Gadis itu mencangklong tas sekolahnya sebelum akhirnya keluar, dirasa teman sekelasnya semua sudah tidak ada di sekitar koridor. Ingat, Asha tak ingin mengambil risiko menjadi bahan perundungan oleh orang-orang yang selama ini banyak sekali merugikannya.

"Asha."

Sebuah suara familiar terdengar masuk ke dalam rungunya. Si pemilik nama pun menengok tepat ke arah anakan tangga yang menghubungkan lantai dua ke lantai tiga, di mana itu merupakan rooftop. Sosok Jeno yang menjadi gerangan pemanggil namanya. Dia bersandar pada pegangan tangga, berada di anakan tangga nomor tiga dari bawah.

"Oh, Jeno, kirain udah pulang."

Pemuda bersweater hitam tersebut langsung melangkah turun melewati tiga anakan tangga sekaligus. Dia bersedekap dada, seolah-olah tengah menunggu sesuatu dari sosok Asha yang justru kini memandangnya dengan sorot teduh.

"Ada sesuatu yang mengganggu kamu?" tanyanya memastikan. Hal itu membuat Jeno langsung menghela napas kesal. Gadis ini memang tidak peka ya?
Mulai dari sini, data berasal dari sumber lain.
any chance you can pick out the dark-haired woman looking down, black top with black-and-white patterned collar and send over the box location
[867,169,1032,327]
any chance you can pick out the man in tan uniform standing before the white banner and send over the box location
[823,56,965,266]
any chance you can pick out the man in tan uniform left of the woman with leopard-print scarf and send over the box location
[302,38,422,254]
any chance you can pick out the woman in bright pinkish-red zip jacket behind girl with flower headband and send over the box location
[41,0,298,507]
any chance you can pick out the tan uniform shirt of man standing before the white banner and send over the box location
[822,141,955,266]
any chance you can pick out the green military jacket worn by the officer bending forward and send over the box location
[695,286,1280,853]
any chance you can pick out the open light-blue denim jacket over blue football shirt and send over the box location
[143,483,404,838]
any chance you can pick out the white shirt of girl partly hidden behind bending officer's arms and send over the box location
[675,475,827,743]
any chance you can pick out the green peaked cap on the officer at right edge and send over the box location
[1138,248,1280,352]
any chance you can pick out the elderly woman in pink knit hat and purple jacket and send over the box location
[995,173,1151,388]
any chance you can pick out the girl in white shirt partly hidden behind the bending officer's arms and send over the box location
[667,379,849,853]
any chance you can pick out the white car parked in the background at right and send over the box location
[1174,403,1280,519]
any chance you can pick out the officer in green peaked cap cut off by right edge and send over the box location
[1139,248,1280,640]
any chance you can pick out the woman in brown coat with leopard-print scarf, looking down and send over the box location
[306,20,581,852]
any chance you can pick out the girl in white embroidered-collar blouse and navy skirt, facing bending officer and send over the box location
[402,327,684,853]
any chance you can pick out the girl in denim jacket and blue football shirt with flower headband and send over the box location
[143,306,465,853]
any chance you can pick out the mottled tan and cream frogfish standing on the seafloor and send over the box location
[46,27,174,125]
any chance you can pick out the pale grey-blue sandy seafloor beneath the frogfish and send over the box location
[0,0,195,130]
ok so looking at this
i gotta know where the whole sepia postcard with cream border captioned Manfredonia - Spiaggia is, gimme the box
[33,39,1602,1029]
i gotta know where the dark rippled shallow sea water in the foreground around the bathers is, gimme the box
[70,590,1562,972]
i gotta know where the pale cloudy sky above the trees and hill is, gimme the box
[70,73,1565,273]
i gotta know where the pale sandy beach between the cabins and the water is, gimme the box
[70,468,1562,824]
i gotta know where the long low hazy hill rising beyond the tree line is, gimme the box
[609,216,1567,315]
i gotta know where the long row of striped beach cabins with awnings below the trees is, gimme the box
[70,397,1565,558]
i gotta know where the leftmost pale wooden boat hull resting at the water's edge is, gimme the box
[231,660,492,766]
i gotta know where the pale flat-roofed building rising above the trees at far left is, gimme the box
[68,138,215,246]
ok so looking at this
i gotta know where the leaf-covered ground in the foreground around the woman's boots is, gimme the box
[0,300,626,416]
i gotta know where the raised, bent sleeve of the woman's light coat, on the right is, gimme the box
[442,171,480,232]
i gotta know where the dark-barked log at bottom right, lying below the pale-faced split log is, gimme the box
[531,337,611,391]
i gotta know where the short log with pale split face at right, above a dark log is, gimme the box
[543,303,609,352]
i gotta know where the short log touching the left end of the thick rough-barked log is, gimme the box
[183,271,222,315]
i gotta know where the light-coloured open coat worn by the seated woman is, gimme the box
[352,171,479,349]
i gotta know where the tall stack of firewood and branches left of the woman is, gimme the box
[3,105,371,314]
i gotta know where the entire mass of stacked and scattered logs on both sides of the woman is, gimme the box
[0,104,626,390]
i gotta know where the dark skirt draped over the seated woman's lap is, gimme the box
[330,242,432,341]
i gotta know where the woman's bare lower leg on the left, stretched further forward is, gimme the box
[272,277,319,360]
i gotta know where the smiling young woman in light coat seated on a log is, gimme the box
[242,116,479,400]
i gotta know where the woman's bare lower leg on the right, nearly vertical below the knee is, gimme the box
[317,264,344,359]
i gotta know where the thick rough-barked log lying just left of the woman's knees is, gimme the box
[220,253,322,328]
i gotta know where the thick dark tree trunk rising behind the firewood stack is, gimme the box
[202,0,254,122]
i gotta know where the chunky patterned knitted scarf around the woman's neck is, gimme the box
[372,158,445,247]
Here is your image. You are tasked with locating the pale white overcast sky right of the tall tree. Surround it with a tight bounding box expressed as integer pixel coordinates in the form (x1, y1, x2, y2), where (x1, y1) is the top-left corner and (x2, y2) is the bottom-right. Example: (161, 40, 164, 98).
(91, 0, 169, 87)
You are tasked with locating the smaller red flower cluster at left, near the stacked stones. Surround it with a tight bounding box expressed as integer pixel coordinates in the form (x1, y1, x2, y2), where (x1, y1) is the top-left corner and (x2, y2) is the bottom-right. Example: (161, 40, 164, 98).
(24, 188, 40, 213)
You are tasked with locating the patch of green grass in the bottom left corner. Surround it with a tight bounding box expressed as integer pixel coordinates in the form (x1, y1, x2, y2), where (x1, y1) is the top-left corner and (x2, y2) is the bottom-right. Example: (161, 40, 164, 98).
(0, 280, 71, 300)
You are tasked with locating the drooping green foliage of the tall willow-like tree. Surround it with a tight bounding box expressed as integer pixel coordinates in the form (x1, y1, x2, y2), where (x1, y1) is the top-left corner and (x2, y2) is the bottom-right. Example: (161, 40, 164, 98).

"Pengen nasi uduk tiba-tiba."

Asha mengerjabkan kedua matanya bingung. "Hah?" Apa yang sebenarnya sedang Jeno coba lakukan? Sungguh, Asha tak mengerti oleh permainan kata-kata. Terdengar seperti kode, tetapi nada bicara Jeno barusan tak menunjukkan dirinya benar-benar menginginkan seperti apa yang dikatakannya.

"Nasi uduk!" ujarnya penuh penekanan. Jeno jadi gregetan sendiri dengan sosok di depannya ini.

"K-Kamu mau makan nasi uduk? Ya udah ayo kita cari. Di warteg depan ada sih, tapi kira-kira masih ada gak ya jam segini?"

Perkataan Asha tersebut direspons datar oleh Jeno. Tanpa sepatah kata terucap dari belah tipis sewarna buah ceri itu, empunya langsung pergi begitu saja.

"Eh? Jeno, tunggu, Jeno!" Asha mendesah lelah. Iapun mengejar Jeno. Entah apa yang terjadi dengan pemuda manis itu, Asha pun tidak bisa menebaknya jika begini.